Oddly, I expected that that would be harder to write than it was. I guess I’ve come to terms with more of this than I thought. (Doesn’t mean I have to continue the patterns in the new year, though.)

3.

Even though 2009 didn’t shape up nearly like I thought it would, I still think Letters from Next Year are a good idea. They’re more pliable than resolutions, and they’re more forgiving of slip-ups and failures – and since you’re walking into them with the idea that you’ll be altering them regularly to make sure they’re still in line with your values and goals, they’re more useful than resolutions, which are yardsticks both to measure and to rap your knuckles.
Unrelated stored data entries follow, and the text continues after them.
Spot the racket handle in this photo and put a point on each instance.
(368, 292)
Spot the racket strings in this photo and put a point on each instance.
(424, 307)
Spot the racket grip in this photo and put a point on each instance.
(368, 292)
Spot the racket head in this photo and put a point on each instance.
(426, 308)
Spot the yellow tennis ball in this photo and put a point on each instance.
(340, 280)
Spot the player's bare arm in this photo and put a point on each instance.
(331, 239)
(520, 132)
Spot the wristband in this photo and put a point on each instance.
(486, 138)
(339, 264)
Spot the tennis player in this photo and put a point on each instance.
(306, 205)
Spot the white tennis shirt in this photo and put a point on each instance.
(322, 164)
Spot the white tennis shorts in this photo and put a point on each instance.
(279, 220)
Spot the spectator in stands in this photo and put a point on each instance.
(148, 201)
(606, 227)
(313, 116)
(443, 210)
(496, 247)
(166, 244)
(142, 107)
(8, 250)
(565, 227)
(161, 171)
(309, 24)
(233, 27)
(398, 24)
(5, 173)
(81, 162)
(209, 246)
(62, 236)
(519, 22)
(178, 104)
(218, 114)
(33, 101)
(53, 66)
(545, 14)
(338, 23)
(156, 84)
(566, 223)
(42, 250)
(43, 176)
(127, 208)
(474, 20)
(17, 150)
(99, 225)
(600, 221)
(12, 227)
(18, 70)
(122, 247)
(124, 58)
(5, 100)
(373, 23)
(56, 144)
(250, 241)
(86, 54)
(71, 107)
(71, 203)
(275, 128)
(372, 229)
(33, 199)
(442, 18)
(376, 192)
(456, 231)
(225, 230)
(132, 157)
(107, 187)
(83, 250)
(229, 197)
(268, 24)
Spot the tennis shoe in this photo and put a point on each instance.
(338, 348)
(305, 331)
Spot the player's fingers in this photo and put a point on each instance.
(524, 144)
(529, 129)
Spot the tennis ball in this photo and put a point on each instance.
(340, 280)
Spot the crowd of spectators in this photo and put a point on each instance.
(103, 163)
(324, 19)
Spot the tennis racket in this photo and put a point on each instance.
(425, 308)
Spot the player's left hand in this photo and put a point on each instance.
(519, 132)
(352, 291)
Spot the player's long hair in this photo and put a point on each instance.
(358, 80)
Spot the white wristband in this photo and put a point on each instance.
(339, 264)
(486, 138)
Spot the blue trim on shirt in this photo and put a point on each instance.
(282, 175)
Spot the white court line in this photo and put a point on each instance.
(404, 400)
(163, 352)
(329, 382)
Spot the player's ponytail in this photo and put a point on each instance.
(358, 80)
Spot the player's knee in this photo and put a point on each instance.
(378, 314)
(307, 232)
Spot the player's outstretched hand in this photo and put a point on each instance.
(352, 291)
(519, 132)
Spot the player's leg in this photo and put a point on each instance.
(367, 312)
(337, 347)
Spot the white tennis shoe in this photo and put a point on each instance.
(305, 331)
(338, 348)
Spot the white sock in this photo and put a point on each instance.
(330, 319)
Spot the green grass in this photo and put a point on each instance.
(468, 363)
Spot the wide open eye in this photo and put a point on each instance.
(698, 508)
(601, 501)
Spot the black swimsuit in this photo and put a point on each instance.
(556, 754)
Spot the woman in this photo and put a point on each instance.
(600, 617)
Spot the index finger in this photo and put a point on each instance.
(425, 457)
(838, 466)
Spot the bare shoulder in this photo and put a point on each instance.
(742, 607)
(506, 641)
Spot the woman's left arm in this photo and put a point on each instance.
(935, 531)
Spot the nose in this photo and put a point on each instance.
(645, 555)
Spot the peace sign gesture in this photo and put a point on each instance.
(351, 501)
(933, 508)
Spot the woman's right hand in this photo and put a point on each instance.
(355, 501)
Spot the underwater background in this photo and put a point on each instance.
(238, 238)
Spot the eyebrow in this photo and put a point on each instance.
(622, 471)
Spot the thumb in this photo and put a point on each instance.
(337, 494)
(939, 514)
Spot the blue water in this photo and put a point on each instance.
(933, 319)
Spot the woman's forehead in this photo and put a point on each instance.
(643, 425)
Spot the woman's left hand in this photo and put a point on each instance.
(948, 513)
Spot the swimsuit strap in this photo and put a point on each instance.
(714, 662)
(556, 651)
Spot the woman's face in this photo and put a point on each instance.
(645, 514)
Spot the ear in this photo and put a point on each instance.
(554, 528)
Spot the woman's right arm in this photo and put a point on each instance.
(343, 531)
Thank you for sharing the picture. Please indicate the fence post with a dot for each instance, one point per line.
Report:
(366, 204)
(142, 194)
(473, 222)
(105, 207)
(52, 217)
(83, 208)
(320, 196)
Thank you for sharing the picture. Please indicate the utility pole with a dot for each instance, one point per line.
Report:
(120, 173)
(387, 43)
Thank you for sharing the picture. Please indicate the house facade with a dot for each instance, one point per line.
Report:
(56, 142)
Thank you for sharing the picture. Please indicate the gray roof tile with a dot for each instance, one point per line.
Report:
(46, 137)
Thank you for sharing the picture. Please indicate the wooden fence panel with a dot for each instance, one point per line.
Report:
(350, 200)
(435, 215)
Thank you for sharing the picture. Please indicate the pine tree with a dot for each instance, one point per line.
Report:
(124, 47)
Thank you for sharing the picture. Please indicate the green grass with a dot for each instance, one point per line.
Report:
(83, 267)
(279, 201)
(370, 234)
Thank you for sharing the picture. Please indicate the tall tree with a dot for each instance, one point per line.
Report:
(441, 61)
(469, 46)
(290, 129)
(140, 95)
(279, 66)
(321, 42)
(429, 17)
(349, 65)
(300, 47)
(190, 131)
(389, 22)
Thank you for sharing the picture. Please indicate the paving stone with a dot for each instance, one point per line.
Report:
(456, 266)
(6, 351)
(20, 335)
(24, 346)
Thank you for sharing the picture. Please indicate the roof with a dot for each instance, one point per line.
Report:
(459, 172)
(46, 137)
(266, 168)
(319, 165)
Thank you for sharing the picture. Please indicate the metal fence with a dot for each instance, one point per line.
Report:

Letters from Next Year are also inherently optimistic; they’re the best-case scenario of what you want to happen, so they’re more useful for keeping hopes up.

Therein lies the problem: I don’t actually know what I want 2010 to look like, at this point. So much is in flux that I could end up anywhere, and I have no idea which direction I want to face. I’m going to have to think on this year’s letter for a while. Hopefully I’ll have it up by the end of the week. In the meantime, if this has inspired you to write your own letters, please link or post them here in the comments. I’m dearly curious to find out what you want your 2010 to look like.